Weihnachtsgrüße

Der Kitsch hat doch auch etwas Schönes

Für Leonie Schulze begann die Weihnachtszeit mit meterhohem Schnee in einer Hütte in den Bergen

Leonie Schulze freut sich über die besondere Atmosphäre in den USA, die einfach mal eine Abwechslung zu Deutschland ist.

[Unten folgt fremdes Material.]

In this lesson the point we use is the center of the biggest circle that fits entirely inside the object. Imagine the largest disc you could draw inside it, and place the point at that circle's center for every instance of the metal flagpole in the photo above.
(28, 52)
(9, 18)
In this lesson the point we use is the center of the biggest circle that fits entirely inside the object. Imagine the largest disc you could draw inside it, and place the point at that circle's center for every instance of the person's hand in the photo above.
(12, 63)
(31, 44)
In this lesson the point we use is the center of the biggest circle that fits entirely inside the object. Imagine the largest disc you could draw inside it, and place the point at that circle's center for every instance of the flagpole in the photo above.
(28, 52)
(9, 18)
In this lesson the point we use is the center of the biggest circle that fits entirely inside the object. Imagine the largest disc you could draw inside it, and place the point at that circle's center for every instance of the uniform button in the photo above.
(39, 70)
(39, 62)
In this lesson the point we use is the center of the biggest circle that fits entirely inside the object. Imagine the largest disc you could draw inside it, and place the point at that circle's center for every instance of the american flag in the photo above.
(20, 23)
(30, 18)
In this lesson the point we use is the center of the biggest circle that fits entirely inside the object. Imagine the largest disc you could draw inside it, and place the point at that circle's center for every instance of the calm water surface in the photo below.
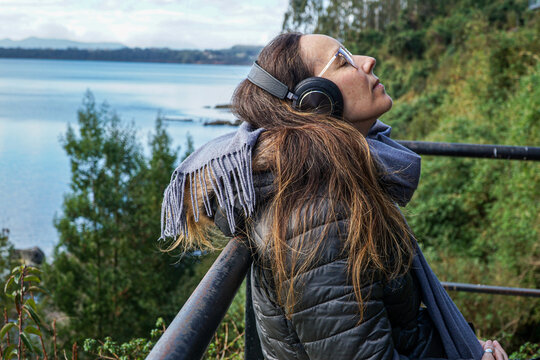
(38, 98)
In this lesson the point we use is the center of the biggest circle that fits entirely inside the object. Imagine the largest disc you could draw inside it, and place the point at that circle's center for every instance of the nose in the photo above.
(368, 63)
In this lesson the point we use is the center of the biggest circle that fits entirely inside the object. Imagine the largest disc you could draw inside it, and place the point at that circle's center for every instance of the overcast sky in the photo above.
(204, 24)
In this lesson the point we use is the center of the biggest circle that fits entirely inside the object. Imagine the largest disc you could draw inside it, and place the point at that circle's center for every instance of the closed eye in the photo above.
(342, 61)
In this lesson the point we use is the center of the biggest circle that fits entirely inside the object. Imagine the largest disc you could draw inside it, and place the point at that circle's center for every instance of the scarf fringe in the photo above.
(227, 186)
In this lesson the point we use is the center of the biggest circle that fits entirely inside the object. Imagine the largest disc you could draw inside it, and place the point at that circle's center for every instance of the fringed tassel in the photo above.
(231, 179)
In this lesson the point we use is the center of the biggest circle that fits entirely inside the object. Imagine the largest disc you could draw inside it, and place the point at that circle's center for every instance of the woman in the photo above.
(312, 179)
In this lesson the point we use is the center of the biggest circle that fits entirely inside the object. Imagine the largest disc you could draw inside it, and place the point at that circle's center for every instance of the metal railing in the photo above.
(188, 336)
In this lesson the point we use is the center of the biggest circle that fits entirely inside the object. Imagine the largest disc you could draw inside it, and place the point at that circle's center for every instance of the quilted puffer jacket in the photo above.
(325, 322)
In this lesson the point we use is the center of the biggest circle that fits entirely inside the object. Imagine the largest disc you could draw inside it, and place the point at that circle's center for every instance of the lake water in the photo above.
(38, 98)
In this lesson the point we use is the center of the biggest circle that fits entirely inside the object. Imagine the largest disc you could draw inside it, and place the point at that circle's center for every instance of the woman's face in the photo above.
(365, 99)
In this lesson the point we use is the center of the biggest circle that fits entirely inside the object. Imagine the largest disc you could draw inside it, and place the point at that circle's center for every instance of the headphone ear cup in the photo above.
(319, 95)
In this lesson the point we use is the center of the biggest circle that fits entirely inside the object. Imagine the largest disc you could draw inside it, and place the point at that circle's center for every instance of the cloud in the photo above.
(146, 23)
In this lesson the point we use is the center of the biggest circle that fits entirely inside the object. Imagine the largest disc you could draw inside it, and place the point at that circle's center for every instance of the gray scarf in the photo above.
(226, 162)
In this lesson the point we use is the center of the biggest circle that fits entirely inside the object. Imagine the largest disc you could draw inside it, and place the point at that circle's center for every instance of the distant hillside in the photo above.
(236, 55)
(39, 43)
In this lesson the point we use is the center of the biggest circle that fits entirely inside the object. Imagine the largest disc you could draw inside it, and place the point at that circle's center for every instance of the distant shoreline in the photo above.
(236, 55)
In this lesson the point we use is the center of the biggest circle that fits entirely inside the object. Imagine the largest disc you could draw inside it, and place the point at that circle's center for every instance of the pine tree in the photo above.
(108, 275)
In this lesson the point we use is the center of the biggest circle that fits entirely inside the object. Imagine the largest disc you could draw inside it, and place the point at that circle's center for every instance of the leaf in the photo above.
(5, 329)
(33, 270)
(32, 330)
(34, 288)
(33, 315)
(27, 342)
(9, 282)
(10, 351)
(32, 303)
(32, 278)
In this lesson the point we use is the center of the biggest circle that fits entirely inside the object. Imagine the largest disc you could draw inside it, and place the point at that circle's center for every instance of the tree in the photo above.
(108, 275)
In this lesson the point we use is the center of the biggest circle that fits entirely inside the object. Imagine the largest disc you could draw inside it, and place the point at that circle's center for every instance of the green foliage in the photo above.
(22, 337)
(6, 263)
(228, 342)
(108, 276)
(134, 349)
(527, 351)
(463, 71)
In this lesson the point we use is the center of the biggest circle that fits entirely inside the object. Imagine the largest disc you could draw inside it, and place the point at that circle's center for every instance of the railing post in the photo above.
(188, 336)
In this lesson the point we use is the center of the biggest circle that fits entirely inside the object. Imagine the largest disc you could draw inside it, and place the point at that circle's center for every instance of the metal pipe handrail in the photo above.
(189, 334)
(473, 150)
(488, 289)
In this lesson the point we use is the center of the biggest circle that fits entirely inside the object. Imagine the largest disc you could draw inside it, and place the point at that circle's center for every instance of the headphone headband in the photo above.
(313, 94)
(265, 81)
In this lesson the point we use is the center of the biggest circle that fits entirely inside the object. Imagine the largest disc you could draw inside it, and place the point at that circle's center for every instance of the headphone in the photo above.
(314, 94)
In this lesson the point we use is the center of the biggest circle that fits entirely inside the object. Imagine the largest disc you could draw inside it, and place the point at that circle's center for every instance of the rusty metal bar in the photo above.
(473, 150)
(487, 289)
(188, 336)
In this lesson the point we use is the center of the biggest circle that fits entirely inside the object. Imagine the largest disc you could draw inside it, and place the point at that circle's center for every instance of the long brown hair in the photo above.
(320, 154)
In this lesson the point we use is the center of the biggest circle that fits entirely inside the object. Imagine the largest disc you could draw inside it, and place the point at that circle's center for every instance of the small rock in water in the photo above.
(222, 122)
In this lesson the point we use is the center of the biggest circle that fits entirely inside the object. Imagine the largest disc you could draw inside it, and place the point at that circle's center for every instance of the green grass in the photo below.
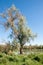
(32, 59)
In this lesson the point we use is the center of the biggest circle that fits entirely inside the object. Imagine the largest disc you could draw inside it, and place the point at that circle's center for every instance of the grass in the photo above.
(31, 59)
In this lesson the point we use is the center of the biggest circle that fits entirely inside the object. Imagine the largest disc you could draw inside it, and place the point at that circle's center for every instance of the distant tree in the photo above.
(15, 21)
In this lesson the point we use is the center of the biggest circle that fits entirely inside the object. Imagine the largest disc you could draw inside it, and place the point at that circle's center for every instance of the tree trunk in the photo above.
(21, 49)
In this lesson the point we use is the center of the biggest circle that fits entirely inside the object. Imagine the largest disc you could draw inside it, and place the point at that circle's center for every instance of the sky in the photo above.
(32, 10)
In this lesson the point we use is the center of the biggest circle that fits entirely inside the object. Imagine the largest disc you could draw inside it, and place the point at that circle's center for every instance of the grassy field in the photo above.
(31, 59)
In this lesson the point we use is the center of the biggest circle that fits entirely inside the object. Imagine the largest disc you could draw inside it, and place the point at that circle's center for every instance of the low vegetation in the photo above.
(31, 59)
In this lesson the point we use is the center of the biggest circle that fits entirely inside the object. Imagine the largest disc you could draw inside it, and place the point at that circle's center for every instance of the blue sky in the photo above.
(32, 10)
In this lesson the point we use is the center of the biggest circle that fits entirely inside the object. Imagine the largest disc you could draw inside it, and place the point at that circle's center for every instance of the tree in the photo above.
(17, 23)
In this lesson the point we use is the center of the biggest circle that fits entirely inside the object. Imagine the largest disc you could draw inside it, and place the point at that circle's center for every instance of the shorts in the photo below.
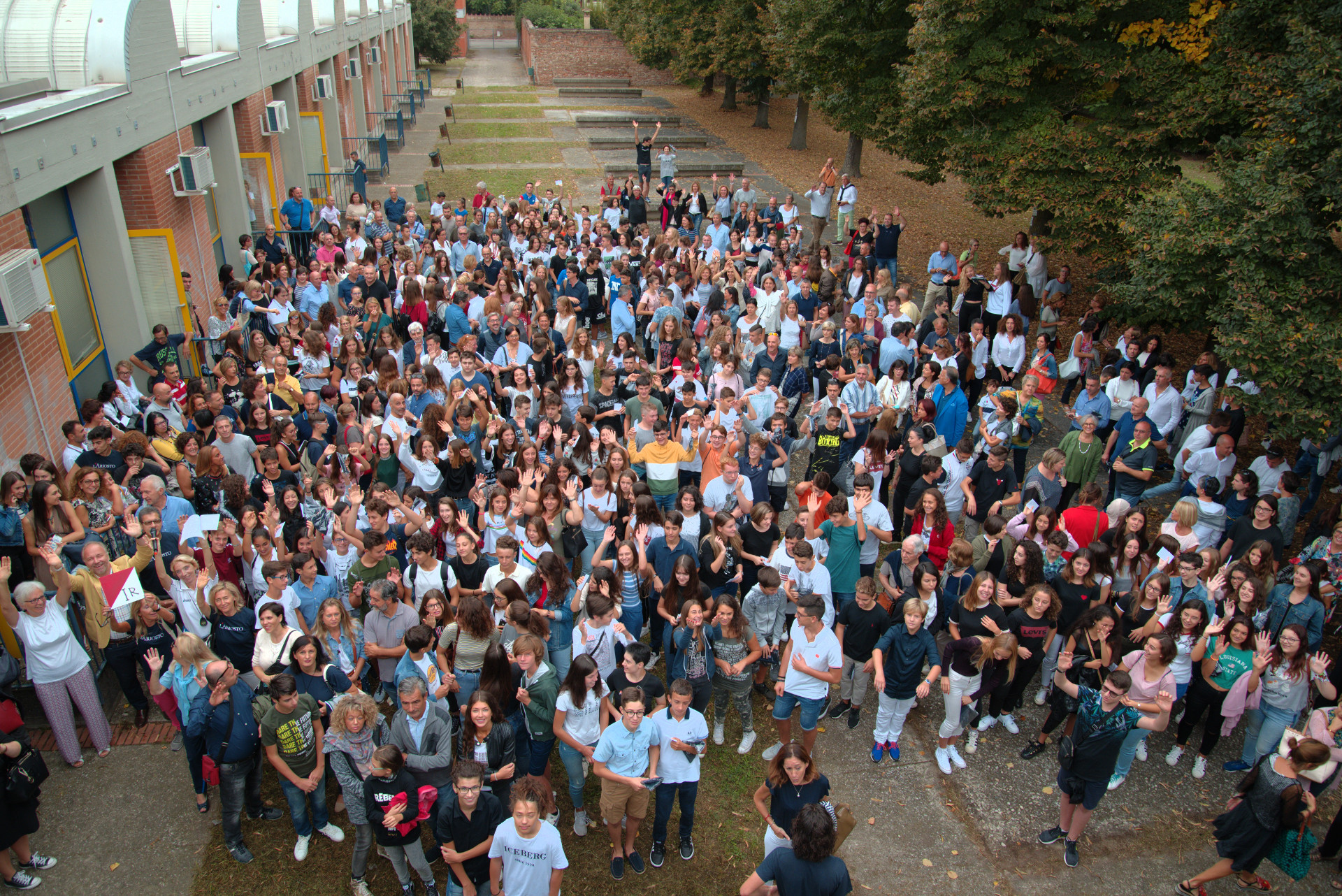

Gerade war hier in Eugene/Oregon Halloween vorbei, da wollten meine Mitbewohnerinnen schon die Weihnachtsdekoration aus dem Schrank ziehen. Wir einigten uns darauf, dass sie wenigstens bis nach Thanksgiving am 26. November warten würden. Das hat dann natürlich doch nicht so ganz geklappt. Zu groß war die Vorfreude auf Weihnachten schon Mitte November und ich fand eines Tages, als ich von der Uni nach Hause kam, ein Wohnzimmer vor, das aussah, als wäre die diesjährige Coca-Cola-Weihnachtswerbung bei uns gedreht worden. Thanksgiving habe ich mit meiner amerikanischen Familie in Sunriver in einer Hütte auf 1300 Meter gefeiert. Der Tag danach war der offizielle Startschuss der Weihnachtszeit und zum Frühstück liefen die Klassiker von Sinatra, Presley und Buble. Draußen lag meterhoch Schnee, einen kleinen Weihnachtsmarkt gab es auch und gegen Abend wurde im Dorf feierlich der Weihnachtsbaum erleuchtet. Mittlerweile bin ich dann also doch auch in Weihnachtsstimmung und irgendwie hat der ganze Kitsch doch auch etwas Schönes an sich.

Die Amerikaner haben Weihnachten natürlich noch ein bisschen mehr kommerzialisiert, aber die gesamte Atmosphäre zurzeit, die Dekorationen an den Häusern, die ausladend geschmückten Einkaufszentren, mein Duschgel, das nach Pfefferminzstangen riecht und so weiter sind auf jeden Fall eine tolle Abwechslung zu Glühwein und Lebkuchen auf einem Weihnachtsmarkt in Deutschland.

Und auch die bekannten Streitereien bleiben nicht aus, wenn eine Mutter ein Foto von ihrem Kind auf dem Schoß vom Weihnachtsmann im Einkaufszentrum macht, obwohl die helfenden Elfen, ihres Zeichens arme Studenten, die sich ein bisschen Geld dazuverdienen, ausdrücklich und wiederholt darauf hingewiesen haben, dass die Fotos käuflich erworben werden müssen. Der Weihnachtsmann muss ja schließlich auch über die Runden kommen. Und dann geht auch ein wenig der Stress los, denn ich möchte dann doch einigen lieben Menschen, die Eugene in den letzten Wochen und Monaten zu meinem Zuhause gemacht haben, eine kleine Freunde machen.

Am Nikolaustag hat jede meiner Mitbewohnerinnen eine Kleinigkeit vor ihrer Tür gefunden. Jeden Dienstag trifft sich hier in Eugene außerdem ein deutscher Stammtisch. Deutsche und Schweizer, die vor Jahrzehnten ausgewandert sind, treffen sich dort mit deutschen Austauschstudenten, jungen deutsch-amerikanischen Ehepaaren und Amerikanern, die auf verschiedenste Art Deutsch gelernt haben oder auch solchen, die kein Wort Deutsch sprechen, sondern einfach nur guten importierten Riesling trinken wollen. Auch dort kam bald Weihnachtsstimmung auf. Es wurde einstimmig beschlossen, nicht zu wichteln und auch die anderen Gäste im Restaurant nicht mit deutschen Weihnachtsliedern zu nerven.

Etwas mehr darf es an Dekoration in den USA schon sein.

Aber es ist schon etwas Besonderes, Geschichten von Menschen zu hören, die so lange schon in den Vereinigten Staaten leben. Viele schwelgen in Erinnerungen an Weihnachtsmärkte und Pfeffernüsse, Adventskalender und Nikolaustag. Die Feiertage werde ich bei meiner Familie im Süden Oregons verbringen und dann für einige Tage nach New York City fliegen. Von allem, was ich bisher gehört habe, kann die Metropole an der Ostküste jeden Kitsch, den ich hier im Westen gesehen habe, noch ins Unermessliche toppen. Ich kann es kaum erwarten.

Heute Abend bin ich in Gedanken am Esstisch mit meiner Familie. Ich hoffe, Nina hat das mit dem Baumschmücken auch ohne mich hinbekommen. Fühlt euch alle umarmt und geküsst.